Una recente ordinanza della Corte di Cassazione cambia i rapporti tra contribuente e Agenzia delle Entrate. Con la sentenza n. 27118/2025 i giudici hanno stabilito che, in caso di contabilità inattendibile, il Fisco può ricostruire i redditi sulla base di presunzioni e spostare l’onere della prova sul contribuente. Una decisione che rafforza gli strumenti di contrasto alle frodi fiscali e impone maggiore attenzione nella tenuta delle scritture contabili.
La questione della contabilità e del suo valore probatorio nei confronti dell’Agenzia delle Entrate rappresenta da sempre un terreno delicato per imprese e professionisti. L’ordinanza della Cassazione n. 27118/2025, depositata il 9 ottobre, segna un punto di svolta: in presenza di scritture contabili incomplete, mendaci o non attendibili, il Fisco non è più tenuto a dimostrare con prove dirette l’esistenza di redditi occultati, ma può ricorrere a presunzioni semplici, purché gravi, precise e concordanti.

Questo significa che spetta al contribuente provare l’esattezza della propria contabilità e dimostrare che non esistono ricavi in nero. Secondo i dati del Ministero dell’Economia, ogni anno l’evasione fiscale legata a fatture false e operazioni inesistenti pesa per miliardi di € sulle casse pubbliche. La pronuncia della Cassazione si inserisce in questa cornice, rafforzando gli strumenti di accertamento e introducendo un’inversione dell’onere della prova che potrebbe incidere su migliaia di contenziosi.
Accertamento analitico-induttivo e presunzioni fiscali
La base normativa dell’ordinanza è l’art. 39 del D.P.R. 600/1973, che disciplina l’accertamento analitico-induttivo. Questo strumento consente all’Agenzia delle Entrate di ricostruire la base imponibile a partire da elementi certi e presunzioni semplici, a condizione che rispettino i requisiti dell’art. 2729 c.c. Nel caso esaminato, una società era stata accusata di utilizzare fatture false emesse da imprese cartiere, prive di attività reale, per abbattere l’imponibile fiscale. La Guardia di Finanza aveva raccolto elementi indiziari come rapporti commerciali inesistenti e discordanze IVA, ritenuti sufficienti per ricostruire i redditi.

La Commissione tributaria regionale aveva annullato l’accertamento, ma la Cassazione ha ribaltato la decisione, affermando che la semplice inattendibilità della contabilità legittima il ricorso alle presunzioni. In termini pratici, questo significa che al contribuente non basta criticare il metodo di calcolo adottato dal Fisco, ma deve dimostrare con documenti e prove concrete che i redditi ricostruiti non corrispondono alla realtà.

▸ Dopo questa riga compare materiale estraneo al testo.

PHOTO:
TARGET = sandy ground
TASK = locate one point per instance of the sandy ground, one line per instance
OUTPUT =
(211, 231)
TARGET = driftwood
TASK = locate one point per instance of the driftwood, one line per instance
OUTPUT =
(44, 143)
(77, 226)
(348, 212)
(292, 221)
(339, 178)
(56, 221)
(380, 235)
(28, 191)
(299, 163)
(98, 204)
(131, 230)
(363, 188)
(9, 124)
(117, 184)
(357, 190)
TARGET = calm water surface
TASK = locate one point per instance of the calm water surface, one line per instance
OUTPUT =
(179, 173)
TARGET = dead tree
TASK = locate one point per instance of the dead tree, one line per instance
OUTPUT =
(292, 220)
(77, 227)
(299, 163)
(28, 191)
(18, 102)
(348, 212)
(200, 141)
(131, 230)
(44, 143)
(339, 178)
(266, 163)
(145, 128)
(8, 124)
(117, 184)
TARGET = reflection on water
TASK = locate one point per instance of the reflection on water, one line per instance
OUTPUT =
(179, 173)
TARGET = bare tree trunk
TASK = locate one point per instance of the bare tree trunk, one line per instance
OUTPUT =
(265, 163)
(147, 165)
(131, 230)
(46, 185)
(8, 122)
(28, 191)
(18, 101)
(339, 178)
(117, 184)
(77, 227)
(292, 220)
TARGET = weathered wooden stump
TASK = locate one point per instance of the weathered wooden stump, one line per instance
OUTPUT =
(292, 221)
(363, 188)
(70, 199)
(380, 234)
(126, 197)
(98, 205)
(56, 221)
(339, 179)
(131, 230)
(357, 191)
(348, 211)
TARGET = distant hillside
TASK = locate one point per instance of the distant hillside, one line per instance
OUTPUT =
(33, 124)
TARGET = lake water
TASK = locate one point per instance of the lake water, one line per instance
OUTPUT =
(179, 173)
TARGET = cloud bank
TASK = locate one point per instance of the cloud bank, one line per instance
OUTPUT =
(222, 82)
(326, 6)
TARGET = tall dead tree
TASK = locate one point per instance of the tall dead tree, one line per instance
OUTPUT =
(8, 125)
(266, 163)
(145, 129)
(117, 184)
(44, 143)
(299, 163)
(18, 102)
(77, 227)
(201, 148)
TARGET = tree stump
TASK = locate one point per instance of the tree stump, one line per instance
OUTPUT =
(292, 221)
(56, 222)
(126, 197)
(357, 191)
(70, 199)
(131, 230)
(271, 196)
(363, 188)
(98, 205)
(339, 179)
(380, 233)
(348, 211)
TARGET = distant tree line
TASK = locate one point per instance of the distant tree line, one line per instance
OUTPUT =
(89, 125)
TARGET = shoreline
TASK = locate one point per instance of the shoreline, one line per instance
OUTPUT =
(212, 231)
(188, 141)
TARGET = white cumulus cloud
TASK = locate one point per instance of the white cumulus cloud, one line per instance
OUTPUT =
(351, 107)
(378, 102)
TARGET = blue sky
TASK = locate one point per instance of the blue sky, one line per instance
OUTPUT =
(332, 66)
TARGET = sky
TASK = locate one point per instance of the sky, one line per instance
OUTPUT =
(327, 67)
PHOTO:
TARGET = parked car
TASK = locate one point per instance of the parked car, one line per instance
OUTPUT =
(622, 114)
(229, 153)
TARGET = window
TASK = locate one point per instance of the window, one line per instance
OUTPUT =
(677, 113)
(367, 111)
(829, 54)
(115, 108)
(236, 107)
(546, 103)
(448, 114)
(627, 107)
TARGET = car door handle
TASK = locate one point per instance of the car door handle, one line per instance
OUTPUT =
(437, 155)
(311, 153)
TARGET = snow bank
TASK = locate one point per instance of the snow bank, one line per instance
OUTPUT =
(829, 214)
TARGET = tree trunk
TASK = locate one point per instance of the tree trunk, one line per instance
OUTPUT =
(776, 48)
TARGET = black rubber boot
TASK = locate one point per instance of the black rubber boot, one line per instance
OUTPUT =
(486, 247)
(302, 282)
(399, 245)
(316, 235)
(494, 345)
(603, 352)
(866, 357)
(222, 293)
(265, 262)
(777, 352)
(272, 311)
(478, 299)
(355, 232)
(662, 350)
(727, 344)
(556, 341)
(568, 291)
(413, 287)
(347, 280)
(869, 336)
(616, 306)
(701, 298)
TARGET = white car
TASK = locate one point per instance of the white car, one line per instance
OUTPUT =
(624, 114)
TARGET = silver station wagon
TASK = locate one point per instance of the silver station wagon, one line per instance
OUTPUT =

Casi pratici e conseguenze per imprese e professionisti
Un esempio concreto riguarda un’azienda che dichiari un fatturato ufficiale di 200.000 € ma presenti costi sproporzionati per 180.000 €, sostenuti con fatture di fornitori inesistenti. In simili circostanze, l’Agenzia delle Entrate può presumere che parte di quei costi siano fittizi e ricostruire un reddito imponibile più elevato. Se l’impresa non fornisce prove adeguate, la presunzione si trasforma in base imponibile effettiva. Un altro caso riguarda commercianti che dichiarano ricavi molto bassi rispetto al volume delle spese documentate: scostamenti evidenti tra entrate e uscite possono essere utilizzati come presunzioni idonee a fondare un accertamento.
Secondo la Corte, l’onere della prova passa quindi al contribuente, che deve dimostrare che tali scostamenti hanno una giustificazione lecita, ad esempio con documentazione bancaria o contratti. Questo orientamento rafforza la lotta a evasione e frodi fiscali, ma comporta anche rischi per imprese corrette con contabilità disordinate. Come osservano esperti tributaristi citati da Il Sole 24 Ore, la minima incongruenza nei registri può diventare il punto di partenza per accertamenti invasivi e difficili da contestare. Per questo motivo, la Cassazione richiama l’importanza di una gestione contabile rigorosa e trasparente, poiché la mancata attendibilità delle scritture equivale a cedere all’amministrazione finanziaria il potere di ricostruire il reddito imponibile attraverso presunzioni.